This experiment demonstrates how light travels within water. Have you ever seen a colored light show, where the fountains of water are colored? The Light Fountain you make in this project is a smaller version of those large fountains. Do you have a Christmas tree that has small lights in the branches? Those are fiber optic lights, and the way light travels through the fiber is just like the way it travels through your water fountain!
What You Need:
- A clear water bottle
- Duct Tape or aluminum foil and tape
- Thumb tack or push pin
- Sink or basin
- Adult supervision
What You Do:
- Remove the label from the water bottle.

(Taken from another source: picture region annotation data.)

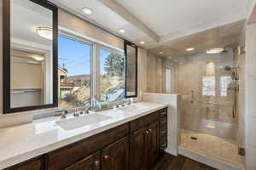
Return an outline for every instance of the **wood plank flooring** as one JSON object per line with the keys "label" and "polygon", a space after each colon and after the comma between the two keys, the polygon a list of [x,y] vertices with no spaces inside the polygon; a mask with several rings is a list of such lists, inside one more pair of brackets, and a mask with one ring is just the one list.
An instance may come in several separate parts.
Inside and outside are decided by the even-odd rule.
{"label": "wood plank flooring", "polygon": [[183,156],[163,154],[151,170],[217,170]]}

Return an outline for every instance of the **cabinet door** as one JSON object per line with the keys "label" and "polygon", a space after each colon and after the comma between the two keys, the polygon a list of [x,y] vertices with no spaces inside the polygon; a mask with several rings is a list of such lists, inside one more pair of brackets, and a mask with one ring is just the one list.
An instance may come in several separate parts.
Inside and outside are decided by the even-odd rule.
{"label": "cabinet door", "polygon": [[68,167],[65,170],[100,170],[100,153],[96,152]]}
{"label": "cabinet door", "polygon": [[129,170],[129,138],[106,147],[101,154],[102,170]]}
{"label": "cabinet door", "polygon": [[135,131],[130,136],[130,169],[147,169],[147,128]]}
{"label": "cabinet door", "polygon": [[151,166],[159,156],[159,122],[148,125],[148,164]]}

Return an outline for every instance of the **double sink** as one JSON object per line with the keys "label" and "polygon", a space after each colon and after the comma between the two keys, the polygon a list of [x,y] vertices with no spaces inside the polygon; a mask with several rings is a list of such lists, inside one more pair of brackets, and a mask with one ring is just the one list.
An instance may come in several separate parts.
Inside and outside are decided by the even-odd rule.
{"label": "double sink", "polygon": [[[125,112],[131,112],[134,111],[135,109],[137,110],[136,106],[126,106],[119,110]],[[101,122],[107,121],[111,118],[111,116],[104,116],[99,113],[91,113],[79,117],[57,121],[55,123],[65,130],[73,130],[96,122],[100,123]]]}

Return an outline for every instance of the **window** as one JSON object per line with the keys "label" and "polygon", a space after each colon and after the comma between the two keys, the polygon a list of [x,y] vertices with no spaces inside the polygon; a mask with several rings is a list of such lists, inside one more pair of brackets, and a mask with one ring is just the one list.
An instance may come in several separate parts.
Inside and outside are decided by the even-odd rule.
{"label": "window", "polygon": [[59,108],[90,106],[93,99],[124,99],[123,51],[73,36],[59,36],[58,48]]}
{"label": "window", "polygon": [[166,92],[172,93],[172,70],[168,68],[166,69]]}
{"label": "window", "polygon": [[98,48],[99,100],[117,102],[125,96],[125,57],[119,52]]}
{"label": "window", "polygon": [[91,45],[59,36],[59,107],[90,104]]}

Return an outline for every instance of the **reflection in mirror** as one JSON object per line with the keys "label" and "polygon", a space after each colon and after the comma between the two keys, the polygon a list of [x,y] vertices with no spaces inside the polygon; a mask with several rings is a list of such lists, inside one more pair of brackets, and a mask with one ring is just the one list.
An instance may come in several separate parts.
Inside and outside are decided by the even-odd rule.
{"label": "reflection in mirror", "polygon": [[129,42],[125,42],[125,51],[126,56],[125,98],[137,97],[137,48]]}
{"label": "reflection in mirror", "polygon": [[10,0],[10,108],[53,103],[53,11]]}

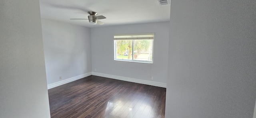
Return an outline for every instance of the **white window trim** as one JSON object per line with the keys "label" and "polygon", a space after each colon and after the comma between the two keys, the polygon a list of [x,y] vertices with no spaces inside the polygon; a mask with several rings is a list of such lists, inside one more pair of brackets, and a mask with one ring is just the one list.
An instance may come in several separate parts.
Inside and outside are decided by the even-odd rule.
{"label": "white window trim", "polygon": [[[153,63],[153,55],[154,55],[154,33],[126,33],[126,34],[114,34],[114,60],[128,61],[131,62],[142,63]],[[133,49],[133,40],[138,39],[153,39],[153,43],[152,44],[152,61],[142,61],[134,59],[116,59],[116,45],[115,44],[115,40],[132,40]],[[133,54],[132,56],[132,59],[133,59]]]}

- Cover half (vertically – from opening to bottom of bottle) of the water bottle using duct tape or taping on aluminum foil.
- Use the thumb tack to poke a hole through the duct tape on the bottle, about two inches from the bottom of the bottle.
- Use a pencil or similar object to enlarge the hole. Always have an adult supervise the use of sharp objects!
- Fill the bottle with water, keeping your thumb over the hole so the water stays in.
- In a very dark room, hold the water bottle over the sink or basin.
- Shine a flashlight through the uncovered side of the bottle toward the hole where the water is coming out.
- Watch as the stream of water forms an arc that the light follows down into the sink.
- Try making the water stream a different color by putting colored cellophane in front of the flashlight lens.
The light beam travels through the stream of water, even when the stream bends, as it does in this experiment. The light beam bounces off the walls of the water stream and follows it to the end. This is called internal reflection. The light ray inside the stream of water behaves as it would inside an optical fiber. Optical fiber works like this: you send a light beam into one end of the fiber and it comes out the other end, even when it bends, just as light travels through the stream of water in your experiment.